Ortadoğu ise petrol kaynakları açısından oldukça varlıklı olduğu halde gerçekte bu durumun da çok büyük ölçüde neden olduğu politik istikrarsızlıklar çok fazladır. Geçmişte Ortadoğu uluslararası stratejik mücadelelerinin en önemli merkezlerinden birisi olmuştur. Günümüzde de bu durum devam etmektedir. Öncelikle politik risklerin yüksek olduğu bu bölgede finansal ve ekonomik gelişme, potansiyelin altında kalmaktadır. Arap İsrail anlaşmazlıklarının bölgede yıllardır devam etmesi de istikrarsızlık oluşturmakta, ekonominin ve finansın yeterli düzeyde gelişmesini engellemektedir. Son yıllarda gelişmiş ülkeler tarafından tasarlanan Büyük Ortadoğu ve Arap Baharı projeleri Ortadoğu’yu daha karmaşık hale getirmiş ülkelere demokrasi getirme yerine karmaşa getirmiştir. Bazı Afrika ülkelerinin yapısı gereği Mısır, Libya, Tunus, Suriye gibi ülkeler tarihsel gelenekleri nedeniyle demokrasiyi yeterince kavrayamamış ve tutunduramamışlardır. Ayrıca söz konusu demokrasinin dış güçler tarafından empoze edilerek takvime bağlanması bu ülkelerde yeterince kabul görmemiş ve algılanamamıştır. Örneğin, Mısır’daki demokrasi getirme çalışması önce gerçekleşmiş görünümü vermiş daha sonra diktatörlük ile sonuçlanmıştır. Libya, Tunus ve Suriye’de demokrasi getirme çalışmaları karmaşıklığa neden olmuş ve hala bu karmaşa devam etmektedir. Dolayısıyla ekonomik kalkınma ve finansal gelişmelere çok büyük engel oluşturmaktadır.

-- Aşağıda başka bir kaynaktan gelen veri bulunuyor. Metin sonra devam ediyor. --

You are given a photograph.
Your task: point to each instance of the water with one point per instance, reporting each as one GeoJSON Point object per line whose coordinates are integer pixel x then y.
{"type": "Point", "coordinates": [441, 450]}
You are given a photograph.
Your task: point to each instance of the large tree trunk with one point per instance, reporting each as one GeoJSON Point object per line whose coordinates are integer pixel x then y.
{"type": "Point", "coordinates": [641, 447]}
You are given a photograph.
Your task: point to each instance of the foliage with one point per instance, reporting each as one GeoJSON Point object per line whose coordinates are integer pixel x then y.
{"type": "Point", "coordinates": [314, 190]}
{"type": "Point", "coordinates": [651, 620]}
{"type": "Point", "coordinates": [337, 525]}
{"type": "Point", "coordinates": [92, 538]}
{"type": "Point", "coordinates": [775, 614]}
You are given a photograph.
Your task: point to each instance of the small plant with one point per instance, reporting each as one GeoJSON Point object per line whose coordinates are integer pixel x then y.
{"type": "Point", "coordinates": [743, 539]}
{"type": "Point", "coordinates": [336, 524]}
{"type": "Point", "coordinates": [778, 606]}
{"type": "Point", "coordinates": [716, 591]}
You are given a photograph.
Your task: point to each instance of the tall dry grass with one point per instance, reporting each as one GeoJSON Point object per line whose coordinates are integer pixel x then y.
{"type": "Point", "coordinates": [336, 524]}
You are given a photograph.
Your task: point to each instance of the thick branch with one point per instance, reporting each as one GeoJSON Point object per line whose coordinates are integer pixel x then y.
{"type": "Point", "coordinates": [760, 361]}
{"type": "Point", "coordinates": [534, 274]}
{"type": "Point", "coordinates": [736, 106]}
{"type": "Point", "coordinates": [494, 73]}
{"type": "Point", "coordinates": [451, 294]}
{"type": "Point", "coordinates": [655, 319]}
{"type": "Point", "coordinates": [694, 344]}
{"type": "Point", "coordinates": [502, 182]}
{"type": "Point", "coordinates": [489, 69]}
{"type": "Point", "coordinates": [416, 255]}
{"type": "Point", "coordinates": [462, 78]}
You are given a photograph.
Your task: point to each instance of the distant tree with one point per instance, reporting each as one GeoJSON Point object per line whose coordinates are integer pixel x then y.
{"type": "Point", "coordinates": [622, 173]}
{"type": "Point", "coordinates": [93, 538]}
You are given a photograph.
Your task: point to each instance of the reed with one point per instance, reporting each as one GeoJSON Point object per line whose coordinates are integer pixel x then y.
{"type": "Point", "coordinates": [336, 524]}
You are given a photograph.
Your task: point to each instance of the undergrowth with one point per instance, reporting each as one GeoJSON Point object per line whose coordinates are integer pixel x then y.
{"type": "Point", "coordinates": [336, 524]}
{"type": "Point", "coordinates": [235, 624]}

İran, İsrail ve Türkiye’yi içeren yakın Doğu da karmaşık politik sorunlara sahiptir. İran’ın kendi bölgesinde ve Ortadoğu'da güç oluşturmak istemesi, İsrail düşmanlığı ve Türkiye ile politik konularda bazı anlaşmazlıklar yaşaması ekonomik ve finansal yönden gereksiz harcamalara neden olmaktadır. İsrail’in daha barışçı olarak yürütebileceği Filistin sorununun çözümü konusunda daha sert hareket tarzını belirlemesi orta ve Yakın Doğu’da ve dünyada sempatisinin azalmasına neden olması sonucu ekonomik ve finansal sistemleri tam olarak gelişmemektedir. Ortadoğu ve yakın Doğu'daki siyasi sorunların çözümlenmesi finansal ve ticari potansiyeli artıracaktır. Sonuç olarak, yakın gelecekte ticaret ve finansın kalbi Asya, Güney Amerika ve Afrika kıtalarında daha hızlı atmaya devam edecektir.